U.S. Secretary of State John Kerry’s pending framework for Israeli-Palestinian peace will include a shared capital in Jerusalem and recognition of Israel as a Jewish state, a newspaper columnist reported.

Kerry will unveil the proposal “soon,” Thomas Friedman, a foreign affairs columnist for The New York Times, wrote in Wednesday’s newspaper.

The plan would also include land swaps based on the 1967 lines, security arrangements in the Jordan Valley, and no “right of return” to Israel for Palestinian refugees and their descendants.

Such parameters have previously been reported piecemeal in the Israeli and Palestinian media. Friedman’s column is datelined Tel Aviv, and he does not say who his sources are for the plan, although elsewhere in the column he cites anonymous Israeli and U.S. officials.

The outline meets a key Netanyahu demand, recognition of Israel as a Jewish state.

But it is not clear whether the sides would accept such a plan.

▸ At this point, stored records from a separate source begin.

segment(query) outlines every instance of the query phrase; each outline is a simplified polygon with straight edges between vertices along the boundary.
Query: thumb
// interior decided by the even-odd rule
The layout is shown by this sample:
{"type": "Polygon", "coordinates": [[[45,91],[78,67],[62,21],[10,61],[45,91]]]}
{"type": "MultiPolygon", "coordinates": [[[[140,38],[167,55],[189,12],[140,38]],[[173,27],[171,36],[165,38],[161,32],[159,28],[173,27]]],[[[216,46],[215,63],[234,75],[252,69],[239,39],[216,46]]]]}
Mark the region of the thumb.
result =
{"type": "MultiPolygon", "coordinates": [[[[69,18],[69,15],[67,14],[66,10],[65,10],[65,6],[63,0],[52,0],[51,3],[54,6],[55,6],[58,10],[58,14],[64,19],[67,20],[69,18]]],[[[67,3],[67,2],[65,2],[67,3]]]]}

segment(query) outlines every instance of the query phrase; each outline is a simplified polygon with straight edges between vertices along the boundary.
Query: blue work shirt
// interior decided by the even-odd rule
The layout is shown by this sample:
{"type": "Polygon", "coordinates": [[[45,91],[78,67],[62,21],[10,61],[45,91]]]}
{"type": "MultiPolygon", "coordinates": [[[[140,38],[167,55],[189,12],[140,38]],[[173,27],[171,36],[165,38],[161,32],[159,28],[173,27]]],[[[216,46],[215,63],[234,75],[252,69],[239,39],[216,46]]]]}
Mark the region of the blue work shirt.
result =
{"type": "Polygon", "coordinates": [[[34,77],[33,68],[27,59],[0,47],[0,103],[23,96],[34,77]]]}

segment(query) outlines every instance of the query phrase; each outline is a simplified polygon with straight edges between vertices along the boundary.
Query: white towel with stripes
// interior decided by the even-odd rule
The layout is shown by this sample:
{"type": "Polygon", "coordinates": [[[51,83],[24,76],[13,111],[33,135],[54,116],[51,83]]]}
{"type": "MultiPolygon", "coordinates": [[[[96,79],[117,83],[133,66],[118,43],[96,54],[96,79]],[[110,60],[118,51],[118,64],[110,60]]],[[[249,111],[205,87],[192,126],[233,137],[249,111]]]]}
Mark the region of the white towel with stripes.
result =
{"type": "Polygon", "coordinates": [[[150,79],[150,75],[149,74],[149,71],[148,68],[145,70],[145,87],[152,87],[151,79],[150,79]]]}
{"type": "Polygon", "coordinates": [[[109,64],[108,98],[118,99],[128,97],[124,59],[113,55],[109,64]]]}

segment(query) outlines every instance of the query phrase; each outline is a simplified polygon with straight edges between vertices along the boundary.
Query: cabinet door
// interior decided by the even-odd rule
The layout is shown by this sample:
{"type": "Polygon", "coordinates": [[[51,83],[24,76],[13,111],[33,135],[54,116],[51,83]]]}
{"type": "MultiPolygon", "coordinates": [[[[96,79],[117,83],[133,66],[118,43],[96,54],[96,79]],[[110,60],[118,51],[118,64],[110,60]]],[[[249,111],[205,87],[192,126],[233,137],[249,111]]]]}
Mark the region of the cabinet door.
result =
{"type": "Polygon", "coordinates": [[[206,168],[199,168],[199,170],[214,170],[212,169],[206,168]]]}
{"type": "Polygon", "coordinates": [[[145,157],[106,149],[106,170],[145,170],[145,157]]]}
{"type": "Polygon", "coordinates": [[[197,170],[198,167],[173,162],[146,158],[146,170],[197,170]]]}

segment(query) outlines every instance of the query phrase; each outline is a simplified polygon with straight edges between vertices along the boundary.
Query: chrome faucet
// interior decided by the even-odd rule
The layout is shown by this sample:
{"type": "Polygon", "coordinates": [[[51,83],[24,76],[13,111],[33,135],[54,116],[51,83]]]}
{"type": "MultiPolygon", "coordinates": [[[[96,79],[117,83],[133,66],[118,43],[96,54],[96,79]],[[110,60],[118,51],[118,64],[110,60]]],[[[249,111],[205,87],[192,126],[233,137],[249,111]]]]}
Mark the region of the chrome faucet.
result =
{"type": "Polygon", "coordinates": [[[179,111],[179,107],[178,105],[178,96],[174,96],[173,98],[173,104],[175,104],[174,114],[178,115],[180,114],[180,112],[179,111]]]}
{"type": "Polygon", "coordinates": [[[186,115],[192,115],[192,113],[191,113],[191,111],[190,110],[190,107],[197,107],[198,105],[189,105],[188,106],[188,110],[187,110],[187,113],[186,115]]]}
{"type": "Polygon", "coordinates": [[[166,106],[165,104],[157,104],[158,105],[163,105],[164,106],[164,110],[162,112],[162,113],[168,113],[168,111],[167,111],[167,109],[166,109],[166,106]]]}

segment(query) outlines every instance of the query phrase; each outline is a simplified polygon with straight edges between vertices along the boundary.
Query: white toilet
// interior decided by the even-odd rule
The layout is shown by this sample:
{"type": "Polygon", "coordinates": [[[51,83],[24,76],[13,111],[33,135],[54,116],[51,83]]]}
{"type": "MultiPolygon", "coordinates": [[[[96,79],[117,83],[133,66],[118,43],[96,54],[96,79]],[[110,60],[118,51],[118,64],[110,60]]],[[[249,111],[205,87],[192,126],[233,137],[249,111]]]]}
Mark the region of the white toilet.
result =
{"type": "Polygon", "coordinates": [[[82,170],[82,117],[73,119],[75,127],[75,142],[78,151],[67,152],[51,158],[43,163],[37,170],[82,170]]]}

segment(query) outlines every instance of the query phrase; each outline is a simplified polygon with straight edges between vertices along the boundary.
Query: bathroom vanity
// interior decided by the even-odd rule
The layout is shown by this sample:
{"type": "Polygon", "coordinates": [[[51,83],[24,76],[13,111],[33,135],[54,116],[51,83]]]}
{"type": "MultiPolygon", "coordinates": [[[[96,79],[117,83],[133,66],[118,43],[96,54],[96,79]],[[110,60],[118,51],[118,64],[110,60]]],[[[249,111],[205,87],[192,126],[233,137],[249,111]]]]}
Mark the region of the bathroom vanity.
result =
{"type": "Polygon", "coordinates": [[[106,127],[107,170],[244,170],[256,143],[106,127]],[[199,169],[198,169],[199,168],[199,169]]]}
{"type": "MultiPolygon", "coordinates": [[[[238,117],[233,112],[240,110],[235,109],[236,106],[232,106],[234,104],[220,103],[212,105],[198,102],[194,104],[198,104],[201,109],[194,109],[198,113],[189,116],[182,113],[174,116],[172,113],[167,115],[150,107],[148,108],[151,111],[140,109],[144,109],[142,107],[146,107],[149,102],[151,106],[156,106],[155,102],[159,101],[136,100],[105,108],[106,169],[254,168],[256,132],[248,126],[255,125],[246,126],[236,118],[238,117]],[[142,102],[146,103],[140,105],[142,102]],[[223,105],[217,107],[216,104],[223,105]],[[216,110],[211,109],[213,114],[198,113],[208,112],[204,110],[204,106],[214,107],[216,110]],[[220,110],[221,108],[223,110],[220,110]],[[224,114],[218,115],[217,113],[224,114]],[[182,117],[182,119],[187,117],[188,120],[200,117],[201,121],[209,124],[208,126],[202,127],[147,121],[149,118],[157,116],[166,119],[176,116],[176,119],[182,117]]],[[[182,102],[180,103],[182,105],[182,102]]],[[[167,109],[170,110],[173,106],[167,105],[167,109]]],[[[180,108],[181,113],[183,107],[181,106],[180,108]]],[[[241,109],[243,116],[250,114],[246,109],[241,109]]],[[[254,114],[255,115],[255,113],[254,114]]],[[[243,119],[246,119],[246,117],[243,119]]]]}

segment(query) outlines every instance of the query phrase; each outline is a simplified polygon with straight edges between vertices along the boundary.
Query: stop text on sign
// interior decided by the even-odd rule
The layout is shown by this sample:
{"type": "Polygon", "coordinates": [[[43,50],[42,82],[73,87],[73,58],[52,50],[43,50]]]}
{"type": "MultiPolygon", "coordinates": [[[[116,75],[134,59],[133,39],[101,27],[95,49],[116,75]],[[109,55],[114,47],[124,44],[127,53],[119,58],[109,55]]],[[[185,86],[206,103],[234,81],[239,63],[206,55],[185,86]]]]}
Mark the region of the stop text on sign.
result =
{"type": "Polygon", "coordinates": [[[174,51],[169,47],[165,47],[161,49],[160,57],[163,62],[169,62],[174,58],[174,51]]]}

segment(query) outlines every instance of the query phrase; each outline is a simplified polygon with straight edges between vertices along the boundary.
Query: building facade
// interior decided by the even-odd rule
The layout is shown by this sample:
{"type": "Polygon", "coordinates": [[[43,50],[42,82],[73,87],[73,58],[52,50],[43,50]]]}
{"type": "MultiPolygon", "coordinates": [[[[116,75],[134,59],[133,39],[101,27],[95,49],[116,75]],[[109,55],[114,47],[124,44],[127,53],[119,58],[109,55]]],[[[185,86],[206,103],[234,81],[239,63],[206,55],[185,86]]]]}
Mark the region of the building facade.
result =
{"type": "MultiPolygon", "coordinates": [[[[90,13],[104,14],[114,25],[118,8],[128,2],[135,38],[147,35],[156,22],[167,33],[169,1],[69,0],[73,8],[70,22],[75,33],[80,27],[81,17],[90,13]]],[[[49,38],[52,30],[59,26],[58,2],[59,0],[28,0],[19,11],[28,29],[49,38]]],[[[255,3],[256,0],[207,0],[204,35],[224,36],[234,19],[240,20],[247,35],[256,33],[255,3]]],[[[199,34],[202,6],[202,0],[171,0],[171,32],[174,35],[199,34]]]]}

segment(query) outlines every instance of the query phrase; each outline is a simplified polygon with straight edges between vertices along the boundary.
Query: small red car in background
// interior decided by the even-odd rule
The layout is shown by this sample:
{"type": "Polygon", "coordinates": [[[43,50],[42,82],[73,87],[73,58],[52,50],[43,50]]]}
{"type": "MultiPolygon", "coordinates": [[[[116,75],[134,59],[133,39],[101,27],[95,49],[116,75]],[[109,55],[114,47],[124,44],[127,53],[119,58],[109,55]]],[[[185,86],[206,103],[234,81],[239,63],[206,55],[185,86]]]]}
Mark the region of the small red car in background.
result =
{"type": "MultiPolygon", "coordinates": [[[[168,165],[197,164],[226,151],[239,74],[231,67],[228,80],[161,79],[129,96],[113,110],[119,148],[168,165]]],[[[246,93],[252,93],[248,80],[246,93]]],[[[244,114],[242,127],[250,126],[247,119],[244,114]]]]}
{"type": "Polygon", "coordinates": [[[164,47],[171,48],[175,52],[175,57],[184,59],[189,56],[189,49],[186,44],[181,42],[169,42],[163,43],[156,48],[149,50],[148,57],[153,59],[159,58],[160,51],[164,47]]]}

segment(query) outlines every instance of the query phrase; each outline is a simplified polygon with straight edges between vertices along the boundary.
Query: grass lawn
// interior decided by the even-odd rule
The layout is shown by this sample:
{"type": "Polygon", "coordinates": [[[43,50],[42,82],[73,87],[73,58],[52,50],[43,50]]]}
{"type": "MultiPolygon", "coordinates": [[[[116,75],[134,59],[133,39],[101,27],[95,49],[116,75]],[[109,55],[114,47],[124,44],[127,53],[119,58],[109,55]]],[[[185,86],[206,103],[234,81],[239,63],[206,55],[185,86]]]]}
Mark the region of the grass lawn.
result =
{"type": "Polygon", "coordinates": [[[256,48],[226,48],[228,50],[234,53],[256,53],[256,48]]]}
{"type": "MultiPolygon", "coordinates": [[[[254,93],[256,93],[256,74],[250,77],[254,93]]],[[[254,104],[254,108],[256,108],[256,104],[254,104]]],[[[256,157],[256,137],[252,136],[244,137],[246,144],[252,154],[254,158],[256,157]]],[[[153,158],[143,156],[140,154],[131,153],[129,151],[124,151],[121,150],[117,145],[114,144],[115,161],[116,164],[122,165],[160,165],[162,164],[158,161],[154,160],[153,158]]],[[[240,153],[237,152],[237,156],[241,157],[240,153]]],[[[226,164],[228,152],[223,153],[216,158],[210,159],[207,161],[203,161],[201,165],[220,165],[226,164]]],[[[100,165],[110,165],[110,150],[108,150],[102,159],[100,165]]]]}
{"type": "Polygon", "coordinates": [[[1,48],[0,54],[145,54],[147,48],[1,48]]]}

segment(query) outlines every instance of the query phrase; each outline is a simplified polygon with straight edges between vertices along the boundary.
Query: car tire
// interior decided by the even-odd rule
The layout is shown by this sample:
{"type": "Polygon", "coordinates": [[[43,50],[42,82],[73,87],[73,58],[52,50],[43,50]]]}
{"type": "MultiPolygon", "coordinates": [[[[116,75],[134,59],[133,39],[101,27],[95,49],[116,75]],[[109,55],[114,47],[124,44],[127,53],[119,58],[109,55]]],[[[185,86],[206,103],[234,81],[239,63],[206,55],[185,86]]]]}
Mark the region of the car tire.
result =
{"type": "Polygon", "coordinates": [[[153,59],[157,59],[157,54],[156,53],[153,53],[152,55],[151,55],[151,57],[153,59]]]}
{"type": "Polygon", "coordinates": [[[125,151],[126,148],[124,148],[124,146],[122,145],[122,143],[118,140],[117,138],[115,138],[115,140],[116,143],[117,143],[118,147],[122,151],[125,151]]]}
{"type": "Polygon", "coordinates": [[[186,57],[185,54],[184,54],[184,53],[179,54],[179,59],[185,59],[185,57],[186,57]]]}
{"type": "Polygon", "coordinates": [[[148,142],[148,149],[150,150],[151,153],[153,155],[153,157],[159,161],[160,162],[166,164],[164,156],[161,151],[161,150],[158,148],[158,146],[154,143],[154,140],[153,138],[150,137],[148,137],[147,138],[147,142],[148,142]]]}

Netanyahu has previously rejected using the 1967 lines as the basis for a border with a Palestinian state and opposes relinquishing Israeli sovereignty within Jerusalem. He also wants Israel to maintain a dominant security presence in the Jordan Valley for the foreseeable future.

Regarding Kerry’s proposal for the Jordan Valley, Friedman describes only “unprecedented security arrangements.”

Palestinian Authority President Mahmoud Abbas has said that he will not recognize Israel as a Jewish state or negotiate away the rights of Palestinian refugees.